Learning Robust 3D Representation from CLIP via Dual Denoising

Kavli Affiliate: Wei Gao

| First 5 Authors: Shuqing Luo, Bowen Qu, Wei Gao, ,

| Summary:

In this paper, we explore a critical yet under-investigated issue: how to
learn robust and well-generalized 3D representation from pre-trained vision
language models such as CLIP. Previous works have demonstrated that cross-modal
distillation can provide rich and useful knowledge for 3D data. However, like
most deep learning models, the resultant 3D learning network is still
vulnerable to adversarial attacks especially the iterative attack.

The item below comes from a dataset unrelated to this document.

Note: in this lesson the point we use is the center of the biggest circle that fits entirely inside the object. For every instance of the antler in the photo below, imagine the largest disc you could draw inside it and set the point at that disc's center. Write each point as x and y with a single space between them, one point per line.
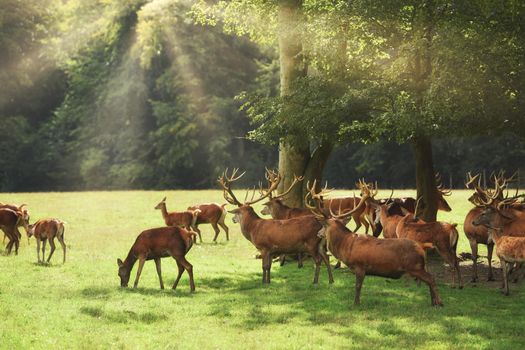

In this
work, we propose Dual Denoising, a novel framework for learning robust and
well-generalized 3D representations from CLIP. It combines a denoising-based
proxy task with a novel feature denoising network for 3D pre-training.
Additionally, we propose utilizing parallel noise inference to enhance the
generalization of point cloud features under cross domain settings. Experiments
show that our model can effectively improve the representation learning
performance and adversarial robustness of the 3D learning network under
zero-shot settings without adversarial training. Our code is available at
https://github.com/luoshuqing2001/Dual_Denoising.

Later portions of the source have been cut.